First, we offloaded knowledge to writing. Then, we came for means of production. Now, we're going for means of computing.
Solving problems the classical non-AI way is where I learned the most. Debugging software and infrastructure issues for days on end could be seen as frustrating and as a waste of time if AI can just one-shot it. Personally, those debugging days were the most productive for refining my mental model of how things work and the most fun memories from work at the same time.
I fondly remember this one time when we started seeing performance degradation in our inference pipeline, me and my coworker went out on a multi-day journey of GPU profiling, debugging kubernetes pods, learning intricacies of CPU throttling, checking those env vars that nobody knows about. After multiple days, the solution was a 2 line change to our log collector configuration. I came out of this experience with a much deeper understanding of distributed log collection, the knowledge which pays dividends to this day. It also created a real bond with my coworker, the one that makes you happy and makes you cooperate much better in the future. We both knew our strengths and weaknesses better, we learned and shared the tricks that we use for debugging, and most importantly we had a blast debugging together.
Since I started heavily using AI in my workflows, those things don't happen anymore. The learning point is now doing code review of what the agent produced, it definitely can broaden the perspective, but my mental model does not get refined as much, the incremental improvement of my problem-solving ability is definitely smaller. You can get a deeper understanding of topology by reading proofs, but nobody in the maths department expects to better their proof-writing by it, it must be done by running the loop yourself.
My experience makes me believe the mental models we create will be much more shallow and the foundation beneath this surface won't be as stable. My take is that we are greatly degrading our ability to run human OODA loops. And as a side effect, by increasing our agency we alienate ourselves from other people, degrading the role of human community further.

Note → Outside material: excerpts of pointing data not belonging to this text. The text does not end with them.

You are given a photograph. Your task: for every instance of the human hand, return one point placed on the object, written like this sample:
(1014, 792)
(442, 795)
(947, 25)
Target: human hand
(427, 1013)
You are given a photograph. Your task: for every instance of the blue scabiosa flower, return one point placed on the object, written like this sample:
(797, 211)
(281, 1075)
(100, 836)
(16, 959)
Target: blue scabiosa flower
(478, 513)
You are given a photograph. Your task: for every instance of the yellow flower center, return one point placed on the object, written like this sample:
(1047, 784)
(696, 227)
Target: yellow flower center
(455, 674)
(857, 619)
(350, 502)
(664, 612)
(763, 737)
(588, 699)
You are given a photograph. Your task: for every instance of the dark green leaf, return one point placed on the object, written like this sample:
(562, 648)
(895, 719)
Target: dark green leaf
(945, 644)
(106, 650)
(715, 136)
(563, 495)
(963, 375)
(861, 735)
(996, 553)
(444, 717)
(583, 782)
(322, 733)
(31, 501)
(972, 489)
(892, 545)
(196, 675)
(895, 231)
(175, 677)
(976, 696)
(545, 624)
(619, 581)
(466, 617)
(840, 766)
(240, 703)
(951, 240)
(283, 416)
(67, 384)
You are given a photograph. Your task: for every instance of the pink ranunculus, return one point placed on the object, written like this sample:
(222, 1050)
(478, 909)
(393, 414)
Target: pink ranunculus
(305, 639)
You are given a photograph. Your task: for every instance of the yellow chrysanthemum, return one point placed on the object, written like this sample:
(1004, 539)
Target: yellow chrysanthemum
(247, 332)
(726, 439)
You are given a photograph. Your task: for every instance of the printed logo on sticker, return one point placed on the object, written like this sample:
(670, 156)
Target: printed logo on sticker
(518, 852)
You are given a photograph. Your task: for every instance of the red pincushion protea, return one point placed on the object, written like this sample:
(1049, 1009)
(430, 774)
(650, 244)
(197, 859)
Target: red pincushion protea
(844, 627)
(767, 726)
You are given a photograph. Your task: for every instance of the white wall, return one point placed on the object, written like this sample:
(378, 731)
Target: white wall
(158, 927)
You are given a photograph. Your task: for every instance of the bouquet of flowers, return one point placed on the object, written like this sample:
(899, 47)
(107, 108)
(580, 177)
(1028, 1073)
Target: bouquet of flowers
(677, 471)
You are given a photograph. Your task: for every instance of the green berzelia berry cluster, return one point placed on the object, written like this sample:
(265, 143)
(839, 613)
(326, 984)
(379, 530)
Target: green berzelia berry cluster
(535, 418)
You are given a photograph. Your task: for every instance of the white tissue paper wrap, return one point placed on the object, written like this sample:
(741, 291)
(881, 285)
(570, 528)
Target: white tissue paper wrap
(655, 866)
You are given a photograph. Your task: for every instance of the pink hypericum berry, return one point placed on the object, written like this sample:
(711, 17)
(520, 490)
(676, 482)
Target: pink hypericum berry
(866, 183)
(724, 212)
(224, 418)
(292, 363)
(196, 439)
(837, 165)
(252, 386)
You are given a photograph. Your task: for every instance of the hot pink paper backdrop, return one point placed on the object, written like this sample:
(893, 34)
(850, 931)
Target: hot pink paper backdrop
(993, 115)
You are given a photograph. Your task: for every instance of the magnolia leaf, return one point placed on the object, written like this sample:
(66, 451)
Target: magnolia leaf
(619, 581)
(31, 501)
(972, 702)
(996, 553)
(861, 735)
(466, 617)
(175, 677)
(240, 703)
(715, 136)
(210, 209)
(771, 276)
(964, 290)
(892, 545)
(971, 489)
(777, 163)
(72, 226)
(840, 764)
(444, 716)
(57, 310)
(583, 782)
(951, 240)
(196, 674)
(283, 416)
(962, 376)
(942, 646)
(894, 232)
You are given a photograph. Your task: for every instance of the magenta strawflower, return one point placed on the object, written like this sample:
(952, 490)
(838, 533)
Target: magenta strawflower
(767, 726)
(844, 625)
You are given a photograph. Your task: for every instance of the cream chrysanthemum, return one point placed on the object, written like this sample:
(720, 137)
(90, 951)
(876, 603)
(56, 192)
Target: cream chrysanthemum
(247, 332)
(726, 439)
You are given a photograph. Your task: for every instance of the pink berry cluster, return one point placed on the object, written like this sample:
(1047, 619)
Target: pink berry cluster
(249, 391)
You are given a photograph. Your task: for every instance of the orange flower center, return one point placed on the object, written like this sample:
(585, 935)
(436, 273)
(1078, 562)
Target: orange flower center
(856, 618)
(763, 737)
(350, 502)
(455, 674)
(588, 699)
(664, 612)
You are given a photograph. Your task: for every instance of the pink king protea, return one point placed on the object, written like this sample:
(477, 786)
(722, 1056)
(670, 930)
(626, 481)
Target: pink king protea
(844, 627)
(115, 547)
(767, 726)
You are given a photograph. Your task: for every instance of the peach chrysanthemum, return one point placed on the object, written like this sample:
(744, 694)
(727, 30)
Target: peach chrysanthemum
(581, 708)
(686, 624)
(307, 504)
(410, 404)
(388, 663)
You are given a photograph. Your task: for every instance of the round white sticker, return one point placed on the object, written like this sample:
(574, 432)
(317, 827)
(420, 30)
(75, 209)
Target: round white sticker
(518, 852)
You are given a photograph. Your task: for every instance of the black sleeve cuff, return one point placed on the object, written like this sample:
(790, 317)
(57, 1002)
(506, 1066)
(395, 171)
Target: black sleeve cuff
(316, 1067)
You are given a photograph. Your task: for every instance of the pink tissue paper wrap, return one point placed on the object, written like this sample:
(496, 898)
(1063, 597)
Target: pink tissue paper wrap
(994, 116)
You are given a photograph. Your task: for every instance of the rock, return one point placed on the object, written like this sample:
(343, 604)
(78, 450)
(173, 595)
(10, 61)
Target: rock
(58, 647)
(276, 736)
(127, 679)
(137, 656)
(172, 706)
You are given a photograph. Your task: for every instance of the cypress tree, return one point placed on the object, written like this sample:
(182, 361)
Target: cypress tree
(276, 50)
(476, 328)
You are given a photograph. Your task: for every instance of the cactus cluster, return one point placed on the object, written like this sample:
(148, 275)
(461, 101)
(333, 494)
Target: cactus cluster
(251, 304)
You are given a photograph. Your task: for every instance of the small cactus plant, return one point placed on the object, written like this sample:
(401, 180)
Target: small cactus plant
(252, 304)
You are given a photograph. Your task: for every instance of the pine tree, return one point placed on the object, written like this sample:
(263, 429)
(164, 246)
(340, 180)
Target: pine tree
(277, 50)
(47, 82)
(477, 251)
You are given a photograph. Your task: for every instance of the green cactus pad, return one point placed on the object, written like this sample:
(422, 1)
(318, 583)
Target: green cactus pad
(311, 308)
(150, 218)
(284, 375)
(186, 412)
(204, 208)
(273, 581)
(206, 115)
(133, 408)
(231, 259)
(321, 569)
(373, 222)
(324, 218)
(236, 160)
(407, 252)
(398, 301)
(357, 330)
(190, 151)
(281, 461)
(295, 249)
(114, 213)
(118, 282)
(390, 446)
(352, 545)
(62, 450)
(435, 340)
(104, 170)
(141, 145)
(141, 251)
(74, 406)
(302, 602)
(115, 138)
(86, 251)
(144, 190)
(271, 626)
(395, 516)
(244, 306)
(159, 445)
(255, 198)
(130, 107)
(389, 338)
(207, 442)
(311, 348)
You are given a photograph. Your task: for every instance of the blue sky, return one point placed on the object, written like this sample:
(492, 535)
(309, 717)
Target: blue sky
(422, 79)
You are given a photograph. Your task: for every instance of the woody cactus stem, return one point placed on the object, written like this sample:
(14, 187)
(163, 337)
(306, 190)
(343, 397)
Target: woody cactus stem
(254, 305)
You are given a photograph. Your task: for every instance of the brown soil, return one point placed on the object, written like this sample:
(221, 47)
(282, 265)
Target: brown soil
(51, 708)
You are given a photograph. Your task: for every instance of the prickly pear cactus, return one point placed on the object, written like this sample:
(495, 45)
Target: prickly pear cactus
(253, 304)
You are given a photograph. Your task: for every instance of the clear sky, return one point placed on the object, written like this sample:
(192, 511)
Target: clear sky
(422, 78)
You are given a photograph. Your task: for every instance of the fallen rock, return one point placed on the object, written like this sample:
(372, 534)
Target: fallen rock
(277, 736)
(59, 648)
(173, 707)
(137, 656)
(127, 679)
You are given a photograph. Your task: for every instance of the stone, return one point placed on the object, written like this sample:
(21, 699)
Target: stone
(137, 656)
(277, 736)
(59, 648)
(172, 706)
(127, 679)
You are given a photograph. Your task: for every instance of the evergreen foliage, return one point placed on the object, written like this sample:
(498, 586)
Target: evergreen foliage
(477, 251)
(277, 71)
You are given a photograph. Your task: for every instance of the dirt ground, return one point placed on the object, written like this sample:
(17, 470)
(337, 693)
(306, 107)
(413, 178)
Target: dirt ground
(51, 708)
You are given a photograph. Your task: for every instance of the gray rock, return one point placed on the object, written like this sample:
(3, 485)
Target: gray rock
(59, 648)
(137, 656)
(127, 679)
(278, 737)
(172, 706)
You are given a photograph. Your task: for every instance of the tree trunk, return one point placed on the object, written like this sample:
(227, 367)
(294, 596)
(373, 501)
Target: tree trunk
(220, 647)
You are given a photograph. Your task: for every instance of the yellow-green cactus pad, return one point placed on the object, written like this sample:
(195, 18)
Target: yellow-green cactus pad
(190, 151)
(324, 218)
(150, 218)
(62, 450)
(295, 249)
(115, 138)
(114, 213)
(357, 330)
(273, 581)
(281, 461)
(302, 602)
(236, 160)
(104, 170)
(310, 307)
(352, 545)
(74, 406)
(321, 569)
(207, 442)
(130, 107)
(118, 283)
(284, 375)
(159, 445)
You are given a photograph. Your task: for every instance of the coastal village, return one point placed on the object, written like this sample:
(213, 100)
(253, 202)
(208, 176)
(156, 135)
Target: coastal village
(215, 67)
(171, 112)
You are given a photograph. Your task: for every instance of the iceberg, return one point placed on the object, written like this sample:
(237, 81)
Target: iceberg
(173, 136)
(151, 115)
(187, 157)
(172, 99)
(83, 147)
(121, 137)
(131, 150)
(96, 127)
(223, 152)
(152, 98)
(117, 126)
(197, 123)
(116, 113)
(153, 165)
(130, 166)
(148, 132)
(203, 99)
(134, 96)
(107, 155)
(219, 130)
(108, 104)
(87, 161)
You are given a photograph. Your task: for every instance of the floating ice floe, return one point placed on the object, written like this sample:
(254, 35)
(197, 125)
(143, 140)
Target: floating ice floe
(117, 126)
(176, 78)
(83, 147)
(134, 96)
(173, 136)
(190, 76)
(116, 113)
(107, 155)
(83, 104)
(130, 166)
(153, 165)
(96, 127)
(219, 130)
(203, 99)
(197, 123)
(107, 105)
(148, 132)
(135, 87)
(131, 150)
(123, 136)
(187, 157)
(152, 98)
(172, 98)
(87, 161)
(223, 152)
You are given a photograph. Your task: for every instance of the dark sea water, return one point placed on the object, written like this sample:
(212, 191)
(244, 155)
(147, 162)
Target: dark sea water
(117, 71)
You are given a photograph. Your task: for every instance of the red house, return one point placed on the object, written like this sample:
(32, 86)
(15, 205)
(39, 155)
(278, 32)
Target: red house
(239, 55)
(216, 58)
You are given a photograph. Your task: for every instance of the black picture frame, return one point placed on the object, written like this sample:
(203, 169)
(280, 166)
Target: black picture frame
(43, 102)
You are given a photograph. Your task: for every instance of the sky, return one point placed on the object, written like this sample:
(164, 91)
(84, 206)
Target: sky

Learning involves running the OODA loop yourself, way slower than more experienced colleagues, and with worse outcomes. You might need to run an order of magnitude more iterations of this loop to arrive at a solution of similar quality. However, running it yourself is a learning process, what you gain by running it is reinforcing each step of the loop. After years of software engineering, when posed with a problem, you instinctively observe where to look and what you're looking for, you orient by quickly building a productive mental model of the current state, given your model, you decide what the next steps should be, and you can easily act to create the solution.
The good news for junior engineers is that quality improvement of one's loop is probably sigmoidal in nature, you'll be improving your loop much faster than senior engineers, who are approaching diminishing returns. The bad news is that you need to run the loop to improve it, whereas senior engineers can just augment themselves with AI while keeping the quality of their loop at a maintenance level.
The trillion-dollar question is obviously - won't AI be running better OODA loops than senior engineers? The likely answer is that it just might, it could produce good-enough code faster. Senior engineers will have the advantage in using it, the same way a farmer gets better yields than me out of the same tractor and the same soil. The interesting question is what parts of our experience we are trading in for this optimization. Our power process is getting increasingly disturbed, the gap from means to ends is widening, our cognitive dependence on the existence of human community is severed. Will we still have fun?